The present study describes the use of fucoidan, a negative sulfated polysaccharide, as a coating material for the development of liposomes targeted to macrophages infected with . First, fucoidan was chemically modified to obtain a hydrophobized-fucoidan derivative (cholesteryl-fucoidan) using a two-step microwave-assisted (μW) method. The total reaction time was decreased from 14 hours to 1 hour while maintaining the overall yield. Cholesterylfucoidan was then used to prepare surface-modified liposomes containing usnic acid (UA-LipoFuc), an antimicrobial lichen derivative. UA-LipoFuc was evaluated for mean particle size, polydispersity index (PDI), surface charge (ζ), and UA encapsulation efficiency. In addition, a cytotoxicity study, competition assay and an evaluation of antimycobacterial activity against macrophages infected with (H37Ra) were performed. When the amount of fucoidan was increased (from 5 to 20 mg), vesicle size increased (from 168 ± 2.82 nm to 1.18 ± 0.01 μm). Changes in from +20 ± 0.41 mV for uncoated liposomes to -5.41 ± 0.23 mV for UA-LipoFuc suggested that the fucoidan was placed on the surface of the liposomes. UA-LipoFuc exhibited a lower IC (8.26 ± 1.11 μM) than uncoated liposomes (18.37 ± 3.34 μM), probably due to its higher uptake. UA-LipoFuc was internalized through the C-type carbohydrate recognition domain of the cell membrane. Finally, usnic acid, both in its free form and encapsulated in fucoidan-coated liposomes (UA-LipoFuc), was effective against infected macrophages. Hence, this preliminary investigation suggests that encapsulated usnic acid will aid in further studies related to infected macrophages and may be a potential option for tuberculosis treatment.
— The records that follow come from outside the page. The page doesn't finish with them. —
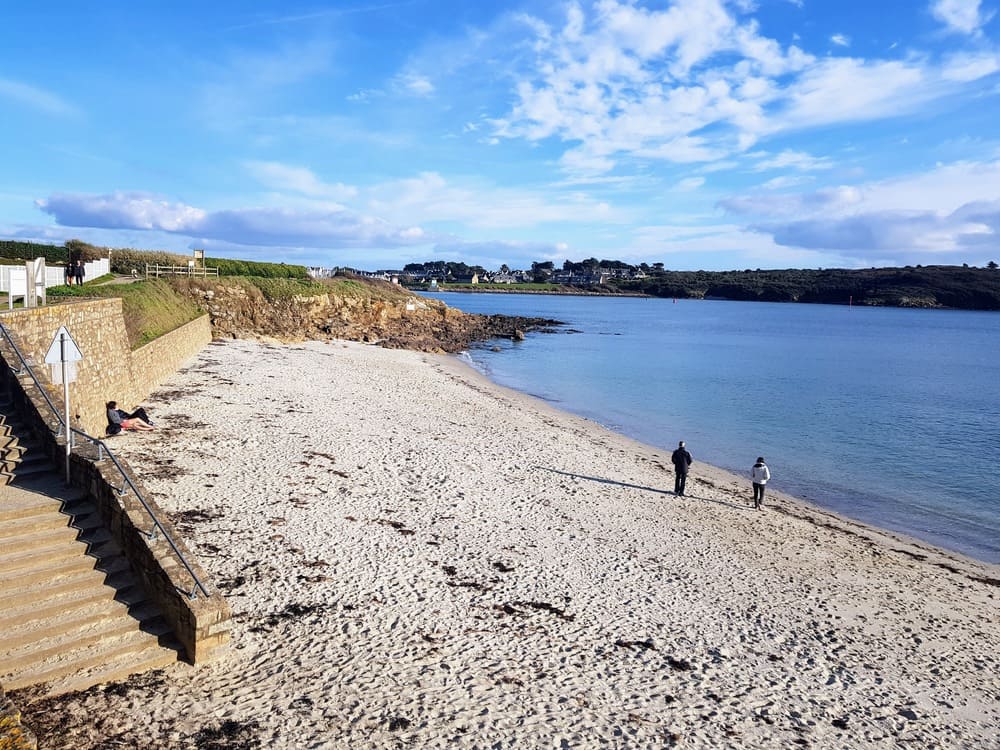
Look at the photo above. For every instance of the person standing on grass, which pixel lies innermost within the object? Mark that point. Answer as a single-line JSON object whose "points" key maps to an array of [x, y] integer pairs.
{"points": [[759, 475], [681, 460]]}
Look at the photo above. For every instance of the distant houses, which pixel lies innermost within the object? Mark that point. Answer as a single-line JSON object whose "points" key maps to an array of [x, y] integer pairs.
{"points": [[441, 273]]}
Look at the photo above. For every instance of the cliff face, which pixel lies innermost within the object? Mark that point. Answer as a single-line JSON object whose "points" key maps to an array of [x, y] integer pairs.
{"points": [[384, 314]]}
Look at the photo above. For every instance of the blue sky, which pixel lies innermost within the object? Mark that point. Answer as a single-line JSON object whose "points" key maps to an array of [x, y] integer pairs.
{"points": [[704, 134]]}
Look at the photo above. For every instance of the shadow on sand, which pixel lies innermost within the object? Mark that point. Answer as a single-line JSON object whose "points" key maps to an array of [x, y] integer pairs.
{"points": [[603, 480]]}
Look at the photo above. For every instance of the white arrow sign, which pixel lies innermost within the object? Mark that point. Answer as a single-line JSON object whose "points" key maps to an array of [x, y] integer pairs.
{"points": [[63, 349]]}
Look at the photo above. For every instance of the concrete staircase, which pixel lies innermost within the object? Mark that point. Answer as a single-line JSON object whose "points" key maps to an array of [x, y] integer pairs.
{"points": [[73, 613]]}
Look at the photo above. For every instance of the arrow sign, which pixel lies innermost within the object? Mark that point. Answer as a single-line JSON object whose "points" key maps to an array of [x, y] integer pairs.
{"points": [[63, 349]]}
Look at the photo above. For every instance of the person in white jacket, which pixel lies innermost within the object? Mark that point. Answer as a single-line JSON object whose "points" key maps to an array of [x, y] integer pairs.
{"points": [[759, 475]]}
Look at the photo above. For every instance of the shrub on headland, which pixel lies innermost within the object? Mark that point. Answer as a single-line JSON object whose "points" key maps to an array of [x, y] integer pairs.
{"points": [[258, 269]]}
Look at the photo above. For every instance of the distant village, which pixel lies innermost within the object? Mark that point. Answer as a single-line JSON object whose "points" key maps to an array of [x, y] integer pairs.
{"points": [[590, 272]]}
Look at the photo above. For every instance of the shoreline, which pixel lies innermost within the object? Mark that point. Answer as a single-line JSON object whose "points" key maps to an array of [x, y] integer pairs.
{"points": [[416, 555], [790, 504]]}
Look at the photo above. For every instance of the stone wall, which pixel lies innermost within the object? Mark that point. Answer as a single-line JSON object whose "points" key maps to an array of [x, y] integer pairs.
{"points": [[110, 370], [13, 734], [202, 623]]}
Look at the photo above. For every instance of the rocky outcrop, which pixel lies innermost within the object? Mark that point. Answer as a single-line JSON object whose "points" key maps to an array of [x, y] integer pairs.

本研究描述了将褐藻聚糖硫酸酯(一种负硫酸化多糖)用作靶向感染 的巨噬细胞的脂质体的涂层材料。首先,通过两步微波辅助(μW)方法对褐藻聚糖进行化学修饰,以获得疏水性褐藻聚糖衍生物(胆甾醇褐藻聚糖)。总反应时间从 14 小时缩短到 1 小时,同时保持总产率。然后,使用胆甾醇褐藻聚糖来制备含有抗菌地衣衍生物乌什酸(UA-LipoFuc)的表面修饰脂质体。评估了 UA-LipoFuc 的平均粒径、多分散指数(PDI)、表面电荷(ζ)和 UA 包封效率。此外,还进行了细胞毒性研究、竞争测定和评估对感染 的巨噬细胞(H37Ra)的抗分枝杆菌活性。当褐藻聚糖的量增加(从 5 增加到 20mg)时,囊泡尺寸从 168±2.82nm 增加到 1.18±0.01μm。未包被脂质体的从+20±0.41mV 变为 UA-LipoFuc 的-5.41±0.23mV,表明褐藻聚糖位于脂质体表面。UA-LipoFuc 的 IC(8.26±1.11μM)低于未包被的脂质体(18.37±3.34μM),这可能是由于其摄取率较高。UA-LipoFuc 通过细胞膜的 C 型碳水化合物识别域被内化。最后,游离态和包封在褐藻聚糖包被的脂质体(UA-LipoFuc)中的乌什酸对感染的巨噬细胞均有效。因此,这项初步研究表明,包封的乌什酸将有助于进一步研究感染的巨噬细胞,并可能成为治疗结核病的潜在选择。